The move is significant in scope and timing. Prolia (denosumab) ranks among Amgen's largest revenue contributors, treating osteoporosis in postmenopausal women and certain cancer patients. Forteo (teriparatide) has been a steady earner in Lilly's specialty portfolio. CVS's Caremark unit manages drug benefits for tens of millions of Americans, so losing preferred formulary status there translates quickly into volume loss and pricing pressure.

How Formulary Exclusions Work Against Branded Drugs

When a major PBM drops a branded drug from its preferred tier, the consequences stack fast. Patients face higher out-of-pocket costs for the branded version, which nudges both prescribers and patients toward the biosimilar. In therapeutic areas where biosimilars have demonstrated clinical equivalence, as they have in osteoporosis, the switching dynamic tends to be swift.

For Amgen, the timing is especially sensitive. The company spent years defending Prolia's market position as biosimilar competitors gained FDA approval. A CVS formulary exclusion signals that the pricing umbrella Prolia has historically enjoyed may be collapsing faster than consensus models assumed. If other large PBMs follow CVS's lead, the biosimilar erosion timeline could accelerate well beyond current sell-side estimates.

Lilly's Forteo exposure is comparatively smaller. The drug has faced generic and biosimilar competition for several years already. Even so, the formulary action reinforces a broader theme: branded specialty drugs without meaningful clinical differentiation face mounting cost-containment pressure.

Who Benefits

Biosimilar manufacturers with approved denosumab and teriparatide products are positioned to capture volume from CVS's commercial book of business. CVS did not name specific biosimilar products in its announcement.
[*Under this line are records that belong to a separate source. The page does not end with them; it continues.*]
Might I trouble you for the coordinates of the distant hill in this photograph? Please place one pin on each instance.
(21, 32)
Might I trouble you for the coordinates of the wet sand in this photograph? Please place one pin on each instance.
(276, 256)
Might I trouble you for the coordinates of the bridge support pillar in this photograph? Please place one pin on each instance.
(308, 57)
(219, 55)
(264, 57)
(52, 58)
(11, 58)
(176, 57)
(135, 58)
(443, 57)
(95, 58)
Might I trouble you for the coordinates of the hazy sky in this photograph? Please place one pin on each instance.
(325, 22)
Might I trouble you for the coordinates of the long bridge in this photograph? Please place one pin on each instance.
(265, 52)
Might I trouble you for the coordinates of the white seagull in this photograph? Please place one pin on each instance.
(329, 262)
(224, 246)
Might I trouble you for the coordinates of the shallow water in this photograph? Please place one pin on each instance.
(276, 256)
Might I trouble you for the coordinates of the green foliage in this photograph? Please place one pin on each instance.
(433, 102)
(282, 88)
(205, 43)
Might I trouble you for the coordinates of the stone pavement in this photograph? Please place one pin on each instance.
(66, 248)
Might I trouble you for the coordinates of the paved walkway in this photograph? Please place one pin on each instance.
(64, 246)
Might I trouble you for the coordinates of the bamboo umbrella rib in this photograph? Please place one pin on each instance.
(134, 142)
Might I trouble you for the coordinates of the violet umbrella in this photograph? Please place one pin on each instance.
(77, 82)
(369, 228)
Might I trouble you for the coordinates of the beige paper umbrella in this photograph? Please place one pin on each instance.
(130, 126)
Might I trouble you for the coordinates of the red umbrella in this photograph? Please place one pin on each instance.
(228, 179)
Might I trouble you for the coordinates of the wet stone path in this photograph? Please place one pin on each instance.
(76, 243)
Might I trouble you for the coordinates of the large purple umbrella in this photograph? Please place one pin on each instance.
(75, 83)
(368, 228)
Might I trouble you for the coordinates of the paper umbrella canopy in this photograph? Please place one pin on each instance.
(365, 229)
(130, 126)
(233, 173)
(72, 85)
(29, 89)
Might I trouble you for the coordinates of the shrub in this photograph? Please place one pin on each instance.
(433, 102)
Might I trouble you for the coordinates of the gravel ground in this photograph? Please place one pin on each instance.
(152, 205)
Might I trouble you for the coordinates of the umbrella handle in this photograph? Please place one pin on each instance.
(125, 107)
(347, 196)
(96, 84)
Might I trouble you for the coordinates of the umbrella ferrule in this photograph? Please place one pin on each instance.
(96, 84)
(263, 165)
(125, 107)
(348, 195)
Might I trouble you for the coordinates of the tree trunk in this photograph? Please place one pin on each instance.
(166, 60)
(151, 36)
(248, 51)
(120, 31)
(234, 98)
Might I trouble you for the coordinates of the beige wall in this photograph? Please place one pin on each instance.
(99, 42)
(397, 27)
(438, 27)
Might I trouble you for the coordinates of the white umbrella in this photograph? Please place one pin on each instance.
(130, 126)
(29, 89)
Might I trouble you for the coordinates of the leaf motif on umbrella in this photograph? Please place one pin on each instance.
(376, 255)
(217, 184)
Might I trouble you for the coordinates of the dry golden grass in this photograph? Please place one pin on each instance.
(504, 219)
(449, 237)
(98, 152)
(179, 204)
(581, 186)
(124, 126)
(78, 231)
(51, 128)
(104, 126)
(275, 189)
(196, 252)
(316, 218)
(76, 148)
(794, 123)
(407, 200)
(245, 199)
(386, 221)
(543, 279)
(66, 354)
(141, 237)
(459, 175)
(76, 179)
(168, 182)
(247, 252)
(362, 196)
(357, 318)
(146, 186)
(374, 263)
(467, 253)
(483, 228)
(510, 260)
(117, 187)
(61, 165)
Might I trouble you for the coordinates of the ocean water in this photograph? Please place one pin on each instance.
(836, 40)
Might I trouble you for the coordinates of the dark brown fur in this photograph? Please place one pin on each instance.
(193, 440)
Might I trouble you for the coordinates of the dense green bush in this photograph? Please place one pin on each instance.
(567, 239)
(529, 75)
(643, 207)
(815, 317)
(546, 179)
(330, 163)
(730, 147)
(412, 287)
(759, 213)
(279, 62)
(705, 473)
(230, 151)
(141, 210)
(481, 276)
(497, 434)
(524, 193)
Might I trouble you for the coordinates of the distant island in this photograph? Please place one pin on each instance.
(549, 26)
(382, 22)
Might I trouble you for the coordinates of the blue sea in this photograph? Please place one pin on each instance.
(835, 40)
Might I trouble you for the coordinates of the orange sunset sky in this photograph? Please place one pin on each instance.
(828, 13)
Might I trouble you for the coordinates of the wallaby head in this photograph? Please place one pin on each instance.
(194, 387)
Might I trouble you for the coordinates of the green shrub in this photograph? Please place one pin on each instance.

CVS itself gains through lower drug spend, which is a direct selling point for the employer and health plan clients that contract with Caremark. As PBMs face intensifying regulatory scrutiny, demonstrating concrete cost savings through formulary management gives CVS a useful narrative with both clients and policymakers.

What This Means for AMGN and LLY

Amgen carries the higher near-term exposure here. Management has guided for gradual biosimilar share loss on Prolia, but an accelerating formulary exclusion cycle could pull that erosion forward meaningfully. In the opinion of many analysts, the key variable to watch is whether United Health's Optum Rx or Express Scripts follow CVS's move. Upcoming earnings calls may offer updated volume guidance on Prolia trends.

Eli Lilly's core bull case today rests heavily on its GLP-1 franchise through Mounjaro and Zepbound, plus its oncology pipeline. Forteo is a shrinking slice of the revenue mix, so the direct financial hit is more modest. The formulary action still serves as a reminder that Lilly's older specialty assets face structural headwinds.

The Bigger PBM Picture

This move fits a clear industry pattern. PBMs have grown more aggressive on biosimilar substitution as the product pipeline has matured and employer clients push harder on specialty drug costs. The Inflation Reduction Act's downstream pressure on drug pricing has also given PBMs additional leverage in formulary negotiations.

Neither Amgen nor Lilly faces a crisis from this single formulary action. But the direction of travel is clear. CVS is rarely the last major PBM to move, and branded pharma companies have learned that formulary access can erode faster than model assumptions suggest.